Let $I$ be a closed interval in $\mathbb{R}$, and let $f:I \to \mathbb{R}$ be a bounded function, smooth except at finitely many points (piece-wise smooth). There are also only finitely many critical points, except that some of the pieces may be horizontal lines. [Edit: at any rate, I'm assuming $f$ has finitely many critical values in the codomain.] Let $$G = \operatorname{closure}\big(\{(x,y) \in I \times \mathbb{R} ~\big|~ y \leq f(x)\}\big)$$ denote the closed region under the graph of $f$. For each $s \in \mathbb{R}$, let $n(s)$ denote the number of connected components of the intersection of $G$ with the line $y=s$. In other words, the number of connected components of $\{(x,s) ~\big|~ s \leq f(x)\}.$

I would like a reference the following, which my intuition says is true and not difficult from the right perspective:

The function $n:\mathbb{R} \to \{0,1,2,3,\dots\}$ is continuous from below. That is, for any $s \in \mathbb{R}$, there exists $\varepsilon >0$ such that $n$ is constant on $(s-\varepsilon,s]$.

Here's a poor picture: (The vertical line segment in the boundary is at a place where $f$ had a discontinuity.)
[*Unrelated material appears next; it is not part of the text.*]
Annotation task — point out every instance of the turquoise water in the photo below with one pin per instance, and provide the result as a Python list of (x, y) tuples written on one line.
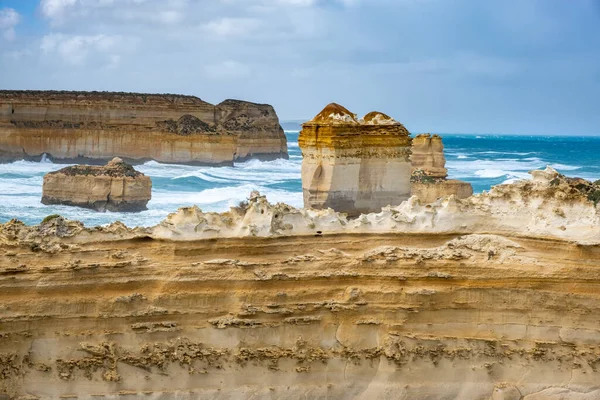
[(484, 161)]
A little context. This seems like a really elementary result (unless I'm dense and it's false as stated), but from an area that I'm not as comfortable with. I want to say it's like Morse theory for a 2-manifold with piece-wise smooth boundary in $\mathbb{R}^2$? But I'm not looking for a sledgehammer. I'm a number theorist, and this will be used in a number theory paper, and I guess that people reading (refereeing?) the paper might like a reference for this fact, even if it might be stated without proof or reference in papers in other fields. If you have a super short proof that would make sense to someone outside the area, that would be fine, too, of course.

Please help me improve this question if I've stated it poorly or tagged it inappropriately!